Remember, you can’t escape bee cruelty right now, especially if you are vegan. Most of our fruits and vegetables rely on a complex relationship between agricultural outfits, pesticide and chemical companies, wild bees, and bee farmers, as well as other insect breeders, such as ladybugs.

Obviously, we can’t just stop eating and using everything that involves bee exploitation.

Deciding not to consume honey is borderline absurd, when the vast bulk of our natural diet, and what vegans and vegetarians rely on every day, is produced directly with the same methods as the honey industry. In some cases, the honey and agricultural industries are indistinguishable. These farms and outfits are all linked and rely on each other to produce their goods, be it honey or an apple.

Instead of fruitlessly boycotting random products, our efforts need to be on loftier, more important goals: restructuring agricultural business in  general. We need to raise awareness about pesticides and chemicals and their effects on bee populations, we need to demand better practices for honey bees, and we need to encourage our neighbors and local farmers to grow plants that attract bees and help bolster their population.

One trend that is starting to catch on, and that bees love, is growing a clover lawn instead of grass. It’s a hardier, more beneficial plant than most regular grass, bees love it, and is even easier to maintenance than grass. It doesn’t really grow higher than half a foot and tends to grow uniformly.

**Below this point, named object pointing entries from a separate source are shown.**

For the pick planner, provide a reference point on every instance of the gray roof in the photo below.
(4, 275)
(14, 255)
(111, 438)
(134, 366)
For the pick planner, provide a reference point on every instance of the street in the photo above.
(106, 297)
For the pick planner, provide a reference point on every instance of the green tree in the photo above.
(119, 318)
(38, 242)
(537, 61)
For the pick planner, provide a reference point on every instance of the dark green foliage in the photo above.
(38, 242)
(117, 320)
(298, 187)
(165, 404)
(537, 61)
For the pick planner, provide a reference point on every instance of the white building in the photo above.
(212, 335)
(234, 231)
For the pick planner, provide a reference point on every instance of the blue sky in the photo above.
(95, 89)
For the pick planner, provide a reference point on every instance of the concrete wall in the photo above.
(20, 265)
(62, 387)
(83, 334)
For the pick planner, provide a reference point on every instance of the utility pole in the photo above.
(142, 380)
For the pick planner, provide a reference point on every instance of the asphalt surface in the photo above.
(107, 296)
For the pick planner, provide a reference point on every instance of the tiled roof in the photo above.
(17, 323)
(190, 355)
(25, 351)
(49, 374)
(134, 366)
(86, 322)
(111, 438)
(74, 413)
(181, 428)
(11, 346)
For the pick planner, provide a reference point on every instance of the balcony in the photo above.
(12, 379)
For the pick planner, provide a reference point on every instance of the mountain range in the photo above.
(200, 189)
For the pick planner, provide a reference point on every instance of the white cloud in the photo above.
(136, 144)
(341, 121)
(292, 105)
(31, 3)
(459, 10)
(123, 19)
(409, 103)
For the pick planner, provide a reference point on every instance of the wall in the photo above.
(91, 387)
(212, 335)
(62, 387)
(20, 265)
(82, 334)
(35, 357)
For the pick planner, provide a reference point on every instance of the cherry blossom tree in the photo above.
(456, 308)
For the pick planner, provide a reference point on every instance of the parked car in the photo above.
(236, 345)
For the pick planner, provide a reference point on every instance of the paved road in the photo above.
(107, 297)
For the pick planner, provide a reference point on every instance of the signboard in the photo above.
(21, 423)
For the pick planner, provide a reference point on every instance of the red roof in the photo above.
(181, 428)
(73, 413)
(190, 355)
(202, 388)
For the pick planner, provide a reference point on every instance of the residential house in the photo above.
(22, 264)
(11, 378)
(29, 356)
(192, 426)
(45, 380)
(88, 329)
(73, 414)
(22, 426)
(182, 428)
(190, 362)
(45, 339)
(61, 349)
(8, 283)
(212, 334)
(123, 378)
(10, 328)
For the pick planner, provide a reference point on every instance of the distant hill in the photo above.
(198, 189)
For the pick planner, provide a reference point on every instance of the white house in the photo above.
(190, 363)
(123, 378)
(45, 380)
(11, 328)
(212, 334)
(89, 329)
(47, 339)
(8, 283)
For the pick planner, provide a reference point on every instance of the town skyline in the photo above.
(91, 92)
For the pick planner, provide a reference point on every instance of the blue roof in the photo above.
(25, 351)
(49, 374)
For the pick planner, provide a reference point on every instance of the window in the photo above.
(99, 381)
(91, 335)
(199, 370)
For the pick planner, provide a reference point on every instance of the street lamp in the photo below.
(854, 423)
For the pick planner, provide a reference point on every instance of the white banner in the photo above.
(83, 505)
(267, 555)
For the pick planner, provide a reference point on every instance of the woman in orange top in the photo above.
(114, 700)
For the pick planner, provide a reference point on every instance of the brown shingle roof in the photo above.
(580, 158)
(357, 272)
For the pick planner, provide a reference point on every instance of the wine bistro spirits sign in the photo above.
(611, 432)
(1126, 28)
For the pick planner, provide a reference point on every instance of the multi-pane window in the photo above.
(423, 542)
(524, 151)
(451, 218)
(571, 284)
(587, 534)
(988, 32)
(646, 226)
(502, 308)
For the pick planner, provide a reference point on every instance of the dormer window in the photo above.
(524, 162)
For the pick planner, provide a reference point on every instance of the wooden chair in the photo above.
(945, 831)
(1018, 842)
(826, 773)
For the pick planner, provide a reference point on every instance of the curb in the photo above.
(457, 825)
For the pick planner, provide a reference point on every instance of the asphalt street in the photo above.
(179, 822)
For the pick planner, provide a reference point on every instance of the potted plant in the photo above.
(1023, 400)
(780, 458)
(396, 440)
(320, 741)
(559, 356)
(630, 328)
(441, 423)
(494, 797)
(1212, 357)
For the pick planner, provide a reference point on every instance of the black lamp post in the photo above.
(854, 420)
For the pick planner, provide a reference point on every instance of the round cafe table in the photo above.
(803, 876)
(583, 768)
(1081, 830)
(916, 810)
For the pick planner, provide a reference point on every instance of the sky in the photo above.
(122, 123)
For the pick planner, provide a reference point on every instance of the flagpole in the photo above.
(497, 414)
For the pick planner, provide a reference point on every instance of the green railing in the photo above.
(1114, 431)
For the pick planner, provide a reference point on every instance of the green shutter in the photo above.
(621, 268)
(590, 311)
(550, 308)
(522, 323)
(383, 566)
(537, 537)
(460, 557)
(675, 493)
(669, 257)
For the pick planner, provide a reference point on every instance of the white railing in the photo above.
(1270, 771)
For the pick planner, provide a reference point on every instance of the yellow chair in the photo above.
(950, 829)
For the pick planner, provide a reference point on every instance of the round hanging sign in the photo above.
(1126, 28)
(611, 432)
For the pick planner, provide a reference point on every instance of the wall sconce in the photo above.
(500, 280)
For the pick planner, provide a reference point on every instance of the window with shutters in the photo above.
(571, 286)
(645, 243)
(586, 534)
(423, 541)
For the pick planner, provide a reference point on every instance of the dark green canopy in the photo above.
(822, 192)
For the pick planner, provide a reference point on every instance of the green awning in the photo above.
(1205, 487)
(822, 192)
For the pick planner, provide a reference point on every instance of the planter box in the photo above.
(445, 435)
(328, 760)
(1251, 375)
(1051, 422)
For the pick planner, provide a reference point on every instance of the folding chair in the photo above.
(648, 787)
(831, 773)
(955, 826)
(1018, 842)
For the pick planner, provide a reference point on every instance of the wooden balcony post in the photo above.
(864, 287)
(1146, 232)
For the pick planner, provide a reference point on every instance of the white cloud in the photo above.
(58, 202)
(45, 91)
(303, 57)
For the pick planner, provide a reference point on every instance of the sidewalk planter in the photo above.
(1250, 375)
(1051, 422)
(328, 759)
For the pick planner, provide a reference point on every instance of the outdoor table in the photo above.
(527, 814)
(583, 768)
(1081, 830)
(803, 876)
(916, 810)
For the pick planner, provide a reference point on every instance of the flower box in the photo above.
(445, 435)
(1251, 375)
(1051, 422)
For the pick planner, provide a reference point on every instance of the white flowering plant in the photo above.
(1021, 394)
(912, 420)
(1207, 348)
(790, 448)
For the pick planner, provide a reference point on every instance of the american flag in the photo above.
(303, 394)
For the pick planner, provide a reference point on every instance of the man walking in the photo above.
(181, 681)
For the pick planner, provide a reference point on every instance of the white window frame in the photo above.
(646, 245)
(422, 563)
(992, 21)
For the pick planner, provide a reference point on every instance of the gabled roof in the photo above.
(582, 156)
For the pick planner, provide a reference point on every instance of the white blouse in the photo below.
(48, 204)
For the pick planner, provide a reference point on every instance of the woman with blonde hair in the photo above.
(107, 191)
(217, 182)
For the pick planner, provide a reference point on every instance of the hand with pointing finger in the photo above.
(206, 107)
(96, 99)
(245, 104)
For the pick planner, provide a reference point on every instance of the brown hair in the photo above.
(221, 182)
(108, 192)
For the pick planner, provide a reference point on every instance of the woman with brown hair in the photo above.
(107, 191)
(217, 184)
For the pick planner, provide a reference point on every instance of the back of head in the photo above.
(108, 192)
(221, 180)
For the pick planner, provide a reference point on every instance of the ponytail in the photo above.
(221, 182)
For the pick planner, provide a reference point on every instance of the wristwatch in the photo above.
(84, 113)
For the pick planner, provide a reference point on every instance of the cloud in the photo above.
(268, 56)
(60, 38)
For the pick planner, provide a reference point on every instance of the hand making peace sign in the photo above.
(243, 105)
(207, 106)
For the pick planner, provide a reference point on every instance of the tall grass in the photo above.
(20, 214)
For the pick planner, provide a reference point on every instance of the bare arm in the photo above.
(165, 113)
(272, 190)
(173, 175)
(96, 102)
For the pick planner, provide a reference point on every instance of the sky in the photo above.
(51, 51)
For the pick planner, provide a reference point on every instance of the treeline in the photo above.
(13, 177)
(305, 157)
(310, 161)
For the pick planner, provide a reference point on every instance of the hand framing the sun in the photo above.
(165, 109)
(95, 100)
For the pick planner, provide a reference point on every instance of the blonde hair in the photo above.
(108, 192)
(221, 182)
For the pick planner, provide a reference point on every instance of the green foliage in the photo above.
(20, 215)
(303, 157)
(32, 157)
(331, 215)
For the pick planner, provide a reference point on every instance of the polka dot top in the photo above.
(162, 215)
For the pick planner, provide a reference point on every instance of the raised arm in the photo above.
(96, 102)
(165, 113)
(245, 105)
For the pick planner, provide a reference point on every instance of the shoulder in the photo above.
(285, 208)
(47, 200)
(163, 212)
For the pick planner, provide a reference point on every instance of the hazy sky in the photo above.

If you’re looking for a way to actually help bees, grow a clover lawn. Plant some sunflowers, Black-eyed Susan’s, and some honeysuckle. Never spray your lawn with herbicides and pesticides. That will actually make a difference, not slandering honey by calling it “vomit.”

Do what you can to contribute toward sustainable solutions for bees, and farming in general. This is what vegans should be striving for when it comes to these all-important pollinators.